COMPOSITION DE LA COUR :
En application des dispositions des articles 805 et 905 du Code de Procédure Civile, l’affaire a été débattue le 04 Novembre 2020, en audience publique, les avocats ne s’y étant pas opposés, devant Madame Isabelle DIEPENBROEK, Présidente de Chambre, chargée du rapport.
Ces magistrats ont rendu compte des plaidoiries dans le délibéré de la Cour, composée de :
Madame Isabelle DIEPENBROEK, Présidente de Chambre,
Monsieur Claude SOIN, Conseiller,
Monsieur Jean-Louis FIRON, Conseiller,
Greffier, lors des débats : Madame Emilie ABAD ;
Ministère Public : L’affaire a été communiquée au Ministère Public et représenté lors des débats par Monsieur Hadrien BARON, Substitut Général, qui a fait connaître son avis ;
A l’issue des débats, la Présidente a annoncé que la décision serait rendue par mise à disposition au greffe le 16 Décembre 2020, en application du deuxième alinéa de l’article 450 du code de procédure civile ;
ARRÊT : par défaut, prononcé publiquement par mise à disposition de l’arrêt au greffe de la cour, les parties en ayant été préalablement avisées dans les conditions prévues au deuxième alinéa de l’article 450 du code de procédure civile ;
signé par Mme Isabelle DIEPENBROEK, Présidente et par Mme Emilie ABAD, Greffier, auquel la minute de la décision a été remise par le magistrat signataire.
Copie exécutoire délivrée le à
Copie délivrée le à
FAITS, PROCÉDURE et PRÉTENTIONS des PARTIES
Mme Y a exercé en son nom personnel une activité de courtier et d’agent général d’assurances à Neufchâteau (Vosges).

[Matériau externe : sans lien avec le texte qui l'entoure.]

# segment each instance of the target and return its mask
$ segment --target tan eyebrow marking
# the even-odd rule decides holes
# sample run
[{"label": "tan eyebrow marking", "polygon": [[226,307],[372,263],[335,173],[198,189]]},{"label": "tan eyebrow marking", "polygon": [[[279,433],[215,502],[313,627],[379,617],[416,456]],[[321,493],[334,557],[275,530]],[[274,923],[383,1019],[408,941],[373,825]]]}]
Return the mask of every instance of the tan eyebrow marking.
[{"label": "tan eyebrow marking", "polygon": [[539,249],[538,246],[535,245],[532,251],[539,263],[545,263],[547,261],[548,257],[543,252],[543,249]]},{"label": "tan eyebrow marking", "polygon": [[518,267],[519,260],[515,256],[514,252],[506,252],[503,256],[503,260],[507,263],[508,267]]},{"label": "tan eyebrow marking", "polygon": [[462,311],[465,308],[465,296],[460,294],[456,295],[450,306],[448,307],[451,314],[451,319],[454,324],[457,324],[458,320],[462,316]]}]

S’étant retrouvée en situation d’endettement très important, dont une partie serait, selon elle, rattachée à son activité professionnelle, elle a par déclaration reçue au greffe le 25 juin 2019, saisi le tribunal de grande instance d’Epinal d’une demande de liquidation judiciaire.
Par jugement du 26 septembre 2019, le tribunal de grande instance d’Epinal a ordonné une enquête. Par ordonnance du même jour, le juge commis a désigné la Selarl Voinot et associés à l’effet de recueillir tous renseignements sur la situation financière économique et sociale de Mme Y et de dire si elle se trouve réellement en état de cessation des paiements.
Me Voinot a déposé un rapport en date du 26 septembre 2019 aux termes duquel il indique qu’aucune des dettes invoquées par Mme Y ne peut être rattachée à l’activité professionnelle qu’elle a exercée dans les Vosges, les seules pièces communiquées correspondant à des dettes personnelles dues en sa qualité d’actionnaire et co-gérante d’une Sarl Les Pics Blancs ayant fait l’objet d’une procédure de sauvegarde puis de liquidation judiciaire.
Par jugement du 20 décembre 2019, le tribunal de grande instance d’Epinal a rejeté la demande de Mme Y et laissé les dépens à sa charge.
Le tribunal a considéré que même s’il est constant que Mme Y a exercé une activité professionnelle d’agent d’assurance d’août 2007 à juillet 2009, aucun élément précis ne permettait de rattacher l’origine du passif, en tout ou partie, à son activité professionnelle et ce malgré l’enquête ordonnée.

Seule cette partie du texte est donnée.